Is The Mental Health Community Part Of Your Church Community?

 

Can We Share Communities Or Are We Part Of The Same Community

 

The Black Church is very community oriented. Fighting poverty, discrimination, etc., often in an urban setting, the Black Church has been an anchor to the community reaching out to the lost, the unfortunate, the hurting.  It has become a way of life.  Churches use to be community anchors in rural areas too, with the little corner church, or the church with the community cemetery. With America’s society becoming so mobile, I hardly know anyone who goes to the church the closest walking distance from his or her home.  Christians pass each other on their way to congregations dotted throughout the county in which they live.  Today Christians opt to go to bigger churches that have more opportunity to meet “their needs” (ie. good children’s ministry, youth group, with same musical genre of their choice and comfort) rather than stick with a small church in their community where they might have to minister rather than be ministered to.

With this mentality, no wonder the Church is fragmented when trying to understand the Mental Health community where there is such a demand for help, where the need is great, where the pain and conflict of constant trauma may exist.  Working with the mentally ill is often considered as “high maintenance”, thus the Church’s reservation to effectively reach out.  Community is all about relationships, and relationships require time and effort to establish.

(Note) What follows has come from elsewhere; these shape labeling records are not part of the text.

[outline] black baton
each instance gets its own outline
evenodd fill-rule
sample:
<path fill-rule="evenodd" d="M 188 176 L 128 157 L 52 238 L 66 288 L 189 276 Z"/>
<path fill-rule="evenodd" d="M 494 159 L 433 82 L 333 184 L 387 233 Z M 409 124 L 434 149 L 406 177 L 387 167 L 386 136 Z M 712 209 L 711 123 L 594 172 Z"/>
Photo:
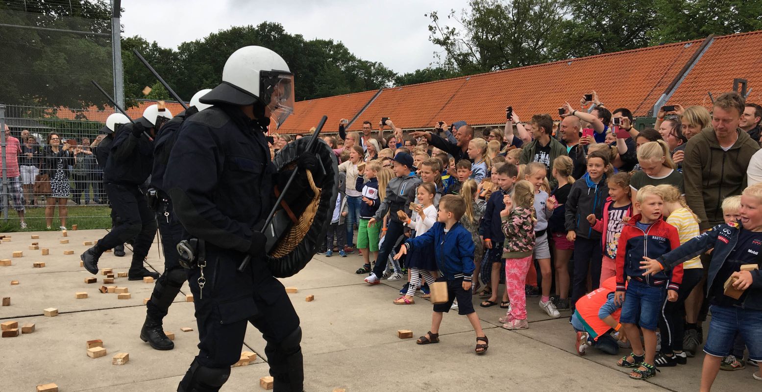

Personal Note:  When my wife faced a bipolar manic attack and was returned from the hospital in comatose state on high dosage of three medicines for five months, not getting any help from County Mental Health Services nor from my local church, I became desperate.  Upon the advise of my cousin, I emptied out my email address book inviting anyone to come on Monday to a meeting to help support me in getting back to work as a teacher and helping my wife in recovery. Nine people showed up, and a community was formed. Only one participant had ever had any contact with the mental health world. The rest of us were novices, but each had a gift: one a listener, one staying with an elderly lady, one to make phone calls or do some paper work, another with a contact to help financially, etc.  Everyone added to the effort, and I ended up back at work and my wife moving ahead. We reached our goal.

Churches often have small groups, many very diverse.  It is the perfect setting to prevent isolation and loneliness, a common theme with depression and other mental disorders. A “caring”, “loving”, “supporting”, often “sacrificial” community of friends and family in a small group setting is far more personal and effective than any government social agency can be.  People who know nothing about mental illness learn from the experience and reach out with their giftings.  The group I formed was not a support group of people of like experiences sharing from those experiences, but a group of people very diverse, who may not have experienced mental illness before in their life, but have a common bond of faith, love, and service.

My wife would rather stay home then go out; relationships then become a premium.  A community of believers reaching out to her but also the caretaker, me,  would help alleviate that problem. Depression needs hope; guilt needs forgiveness and acceptance; isolation needs fellowship; trauma needs stability, struggle just needs a helping hand, and the Church can offer all these with faith, hope, charity, and love.

One who is mentally ill is very fortunate if they have a loving spouse or parent, and a loving accepting family around them.  They are blessed if they have on top of that a loving, supporting, faith based community.

If one doesn’t, then they can easily fall into the grips of homelessness, despair, isolation, and even jail.  We will look at that aspect and the church’s responsibility in yet another blog.